There is no direct correlation between difficulty and price, but difficulty follows price.

Difficulty is set by hashing power. The network attempts to maintain an average time between blocks of 10 minutes. If hahsing power rises (people deploying new miners) then avg time will fall. The network correct that by raising difficulty and thus the new hashing power isn't any faster (combined) at finding blocks then it was before.

Say difficulty is 10 TH/s. As an example if 10% more hashing power comes online (~1.0TH/s, or 11 TH/s total), time between blocks at current difficulty falls to ~9 minutes. At the next difficulty adjustment difficulty will rise 10% and the 11 TH/s network will find blocks in 10 minutes (no faster than the 10TH/s network did).

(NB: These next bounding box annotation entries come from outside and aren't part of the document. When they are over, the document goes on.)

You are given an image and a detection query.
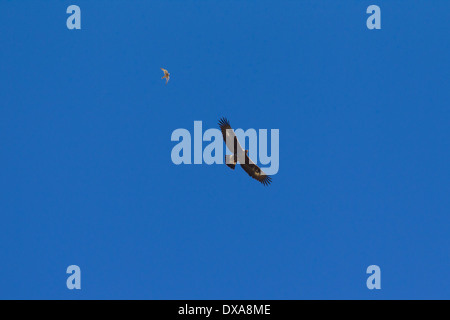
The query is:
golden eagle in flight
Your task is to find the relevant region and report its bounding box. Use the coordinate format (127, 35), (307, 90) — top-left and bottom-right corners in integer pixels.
(219, 118), (272, 186)
(161, 68), (170, 84)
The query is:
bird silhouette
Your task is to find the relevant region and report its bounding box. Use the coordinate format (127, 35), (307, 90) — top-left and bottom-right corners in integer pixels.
(161, 68), (170, 84)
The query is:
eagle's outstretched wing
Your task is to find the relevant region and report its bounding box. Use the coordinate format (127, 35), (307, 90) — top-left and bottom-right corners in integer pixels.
(219, 118), (272, 186)
(219, 118), (244, 154)
(241, 151), (272, 186)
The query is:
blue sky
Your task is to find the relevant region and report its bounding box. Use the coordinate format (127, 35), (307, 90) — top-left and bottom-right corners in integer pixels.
(0, 0), (450, 299)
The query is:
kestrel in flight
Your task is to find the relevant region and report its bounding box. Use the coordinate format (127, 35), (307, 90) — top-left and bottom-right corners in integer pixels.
(161, 68), (170, 84)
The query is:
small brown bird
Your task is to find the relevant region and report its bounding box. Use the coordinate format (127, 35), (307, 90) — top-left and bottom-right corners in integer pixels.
(161, 68), (170, 84)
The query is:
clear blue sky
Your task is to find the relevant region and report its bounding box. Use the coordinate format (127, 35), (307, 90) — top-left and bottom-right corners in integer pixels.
(0, 0), (450, 299)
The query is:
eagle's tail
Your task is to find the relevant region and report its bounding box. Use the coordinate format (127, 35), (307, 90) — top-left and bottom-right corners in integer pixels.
(225, 154), (236, 170)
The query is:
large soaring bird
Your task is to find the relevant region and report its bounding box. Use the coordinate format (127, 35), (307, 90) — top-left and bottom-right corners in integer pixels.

So what keeps difficulty from going to elventy bazillion? Economics. GPU cost a certain amount, and use a certain amount of power. Thus price rising leads to rising difficulty (as new miners chase higher profits) and price falling leads to lower difficulty (as marginal miners quit). Trying to predict difficult OR price is a fools errand but the relationship between price AND difficulty is relatively stable:

Over last 90 days 1 GH/s of hashing power has earned between $3.00 and $6.00 per day (minus electrical costs).

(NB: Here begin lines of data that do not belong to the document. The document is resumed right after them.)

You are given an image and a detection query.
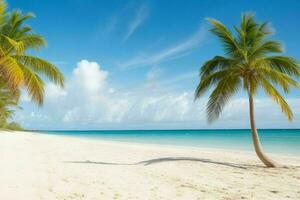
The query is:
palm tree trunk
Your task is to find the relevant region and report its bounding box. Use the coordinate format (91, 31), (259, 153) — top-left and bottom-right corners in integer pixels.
(248, 91), (278, 167)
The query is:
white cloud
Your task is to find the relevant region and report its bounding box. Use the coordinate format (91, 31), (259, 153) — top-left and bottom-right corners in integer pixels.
(16, 60), (300, 129)
(123, 5), (149, 41)
(119, 26), (205, 69)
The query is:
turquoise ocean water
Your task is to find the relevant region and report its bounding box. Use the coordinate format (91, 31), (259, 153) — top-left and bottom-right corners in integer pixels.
(43, 129), (300, 156)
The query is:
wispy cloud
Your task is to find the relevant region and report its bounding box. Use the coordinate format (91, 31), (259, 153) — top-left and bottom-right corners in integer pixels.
(119, 26), (205, 69)
(123, 4), (149, 42)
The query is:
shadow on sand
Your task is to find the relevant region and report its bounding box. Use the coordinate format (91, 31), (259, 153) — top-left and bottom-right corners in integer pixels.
(64, 157), (258, 169)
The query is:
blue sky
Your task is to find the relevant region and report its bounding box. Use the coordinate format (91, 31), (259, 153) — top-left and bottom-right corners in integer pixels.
(8, 0), (300, 129)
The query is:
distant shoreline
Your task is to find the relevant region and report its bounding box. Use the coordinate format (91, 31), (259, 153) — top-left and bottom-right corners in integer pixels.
(0, 131), (300, 200)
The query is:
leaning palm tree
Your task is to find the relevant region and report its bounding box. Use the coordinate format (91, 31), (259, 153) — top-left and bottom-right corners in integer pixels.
(0, 0), (64, 105)
(195, 14), (300, 167)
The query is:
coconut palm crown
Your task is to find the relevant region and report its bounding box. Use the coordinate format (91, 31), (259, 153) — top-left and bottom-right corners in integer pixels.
(0, 0), (64, 105)
(195, 14), (300, 167)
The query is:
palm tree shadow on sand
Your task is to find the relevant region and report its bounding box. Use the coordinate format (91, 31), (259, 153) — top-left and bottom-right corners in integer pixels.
(64, 157), (262, 169)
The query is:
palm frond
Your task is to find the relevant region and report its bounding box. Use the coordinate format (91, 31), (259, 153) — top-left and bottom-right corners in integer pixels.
(12, 55), (64, 87)
(195, 69), (239, 100)
(263, 56), (300, 77)
(206, 76), (241, 122)
(22, 66), (45, 105)
(200, 56), (234, 78)
(0, 57), (24, 90)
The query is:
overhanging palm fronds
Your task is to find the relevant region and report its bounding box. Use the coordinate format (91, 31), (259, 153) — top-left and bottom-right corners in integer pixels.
(195, 14), (300, 167)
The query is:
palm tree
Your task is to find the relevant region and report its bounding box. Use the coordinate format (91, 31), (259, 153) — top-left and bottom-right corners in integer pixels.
(195, 14), (300, 167)
(0, 0), (64, 105)
(0, 82), (20, 128)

When price/difficulty gets too low (either due to rising difficulty or falling price) it becomes unprofitable and some miners quit raising price/difficulty. When it gets too high it encourages new hardware spending and price/difficulty falls.

BadBear was indicating that over the long run FPGA change that. They have high upfront cost but low operating cost. Thus once bought they can remain online and profitable even when price/difficulty falls to levels that would idle a GPU. Since they don't idle that is going to put downward pressure on price/difficulty. As more and more FPGA are deployed one would expect the price/difficulty ratio to fall (network getting mrore efficient).